Ancak elbette çok katmanlı bu gelişmelerin merkezine tek başına Türkiye’yi koymak hatalı bir analize kapı aralar. Fransız silah satışı ve BAE eğitim uçuşlarının Girit’te gerçekleşmesinde Türkiye karşıtı bir eksen motivasyonu ön planda olsa dahi bölgeyi etkileyen büyük gelişme Balkanlar’ın Rusya kuşatmasının bir parçası haline gelmesi konusudur. 2000’lerin sorunda Baltıklar’dan-Moldova Hattı olarak çizilen gerilim bugünlerde Baltıklar-Dedeağaç olarak genişletilmiş, derinleşmiş görünmektedir.

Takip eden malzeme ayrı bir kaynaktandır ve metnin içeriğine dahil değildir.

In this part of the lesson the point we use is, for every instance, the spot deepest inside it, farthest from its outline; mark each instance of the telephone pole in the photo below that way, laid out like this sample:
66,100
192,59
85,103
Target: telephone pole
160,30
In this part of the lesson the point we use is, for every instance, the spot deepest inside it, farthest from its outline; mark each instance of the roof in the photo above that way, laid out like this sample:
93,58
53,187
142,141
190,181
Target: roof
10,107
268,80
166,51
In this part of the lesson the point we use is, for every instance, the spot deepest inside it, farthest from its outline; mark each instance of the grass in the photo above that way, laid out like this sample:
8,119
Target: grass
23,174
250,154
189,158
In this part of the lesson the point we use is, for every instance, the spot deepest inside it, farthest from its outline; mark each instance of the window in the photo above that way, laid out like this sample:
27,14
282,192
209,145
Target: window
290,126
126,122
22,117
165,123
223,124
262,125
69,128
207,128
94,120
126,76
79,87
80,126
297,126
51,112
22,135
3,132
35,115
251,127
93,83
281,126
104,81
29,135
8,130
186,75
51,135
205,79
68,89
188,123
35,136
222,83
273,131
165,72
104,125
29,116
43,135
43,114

2004’te Bulgaristan ve Romanya, 2009’da Hırvatistan ve Arnavutluk, 2017’de Karadağ ve son olarak 2020’de Kuzey Makedonya’nın katılımı ile geniş Balkanlar coğrafyasında Sırbistan ve Bosna-Hersek dışında NATO üyesi olmayan ülke kalmadı. Dahası Moldova adım adım Batı yanlısı bir eksene girmiş ve ilerliyor, Gürcistan ve Ukrayna ise ilk fırsatta bu trene atlayacak ülkeler olarak zamanın gelmesini bekliyorlar.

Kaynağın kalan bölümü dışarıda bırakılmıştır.